My wrists are sweating. Wrists? Yes. I wring my hands together and wipe them on my pants. I try not to look away from Jeehye. 

 “The love at the centre of our shared endeavour has been used to cover up the uncomfortable parts of working in a group. In any group, there will be conflict. Things will break. And they can either be fixed, paved over, or replaced.”

“In order to make this place safer, I have replaced one of our members – or removed them, as the case may be. But until you all know what happened, until you know to maintain the fix, it will keep breaking and breaking, driving a wedge into one important piece of us.”

 Jeehye breathes. “This ship must have a navigator; but in that duty, I have ignored my obligations to the ship’s maintenance. Sorry – my father was a sailor.”

 An uncomfortable rippling giggle. The choir has become an implicated crowd, an audience that doesn’t know they’re part of the play. 

 I speak. I don’t need permission.

 “You know how they say that love is blind?” I say. “It’s also blinding. And if love covers up pain, I don’t want it. I will prioritize pain and truth over comfortable ignorance.”

 I deserve the space. I deserve to take the reins. It is mine. It is uncomfortable and necessary. 

 I say three more words. One of them twists my mouth around it, like fingers gripping my face, my lips. 

 Eventually, I leave. I get on my bike and ride it through the dark at six p.m. I don’t go home – I veer into the river valley. 

 There are bike paths for nerds, and there are bike paths for assholes. I take the latter, a groove dug into the frozen slope of mud. I go too fast, and decide not to brake until I’m certain I’m going to die. I don’t die, or even fall. I do bash my shoulder into the tree at the bottom, but it feels good to push on the world and have the world push back. 

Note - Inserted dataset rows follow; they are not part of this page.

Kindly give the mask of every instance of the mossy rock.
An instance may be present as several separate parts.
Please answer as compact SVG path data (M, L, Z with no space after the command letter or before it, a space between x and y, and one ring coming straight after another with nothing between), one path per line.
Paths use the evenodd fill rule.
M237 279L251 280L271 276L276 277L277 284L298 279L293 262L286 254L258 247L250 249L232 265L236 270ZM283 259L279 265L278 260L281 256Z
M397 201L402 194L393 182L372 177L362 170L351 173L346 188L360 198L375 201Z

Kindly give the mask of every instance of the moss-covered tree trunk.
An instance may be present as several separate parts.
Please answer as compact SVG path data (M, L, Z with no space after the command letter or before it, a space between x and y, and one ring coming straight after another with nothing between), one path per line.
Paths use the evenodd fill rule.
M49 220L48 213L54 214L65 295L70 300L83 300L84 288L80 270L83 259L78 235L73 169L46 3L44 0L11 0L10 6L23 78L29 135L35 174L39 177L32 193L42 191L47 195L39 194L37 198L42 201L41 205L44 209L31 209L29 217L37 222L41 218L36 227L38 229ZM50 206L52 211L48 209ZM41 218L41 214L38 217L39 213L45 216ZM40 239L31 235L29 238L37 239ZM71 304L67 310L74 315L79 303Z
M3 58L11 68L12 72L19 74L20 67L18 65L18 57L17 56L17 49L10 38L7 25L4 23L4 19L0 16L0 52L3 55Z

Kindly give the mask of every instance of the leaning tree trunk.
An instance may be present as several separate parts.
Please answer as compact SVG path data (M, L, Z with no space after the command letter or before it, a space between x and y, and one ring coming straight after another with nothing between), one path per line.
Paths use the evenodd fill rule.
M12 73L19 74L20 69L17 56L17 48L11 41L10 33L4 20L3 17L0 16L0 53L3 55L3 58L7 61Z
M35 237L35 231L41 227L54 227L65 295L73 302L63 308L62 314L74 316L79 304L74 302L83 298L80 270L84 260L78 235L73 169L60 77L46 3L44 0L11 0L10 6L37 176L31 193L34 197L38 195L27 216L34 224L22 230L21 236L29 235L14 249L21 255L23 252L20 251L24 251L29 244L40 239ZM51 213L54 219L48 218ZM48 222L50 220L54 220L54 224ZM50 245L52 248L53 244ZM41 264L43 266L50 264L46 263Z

 The altar is still there at the bottom, crafted out of sticks and abandoned bottles. I supplicate before the forest god with a bag of berries I didn’t use for the fly trap. As is custom, I eat one and smear the rest upon the altar. They’re too soft, squishy in my mouth. 

 I prop my bike against the tree and perch on top of it while I wait. I sit there for seventeen minutes. 

 The forest god laps at its berries. Red stains its mouth as mine has been stained. I hold my breath until it is a struggling bird in my ribs. But I’ve got lung capacity for days. 

 “I told them today.” I say, letting the words out with the breath. “I’m not sure if it’s going to be better. I feel sick.”

 The truth may not itself be a moral good, the forest god replies. 

 “I feel like I’m sharing my pain, rather than healing it.”

 Pain can be diluted by its sharing.

 “Sometimes it just multiplies, though.”

 Perhaps. There is a required dilutive factor. 

 “You don’t talk like you’re ancient.”

 I don’t talk at all. 

 “I know. But I like you anyway.”

 Thanks. 

 The forest god flits away. I trudge back up the hill with my bike and ride back home. 

 I make dinner, store the leftovers. My roommate tells me he likes Steinbeck, but finds him unfocused. What’s with these multiple generations, anyway? I stomp down the husks of a squash and decide that the garbage is too full. I erase the 8and write 0.1

Mouse follows me into the alley and rolls in the snow. I try to brush him off, and he goes to roll in the snowy mud. 

It’s not a healing, or a beginning. Not any more than a sunrise is a beginning; the sun had its whole life before you saw it, millions of years before you were alive, and it doesn’t care whether it’s rising or setting. It doesn’t care if you’re here or not, and neither does your body. 

All you can really do is be there, minimizing your waste, making your space.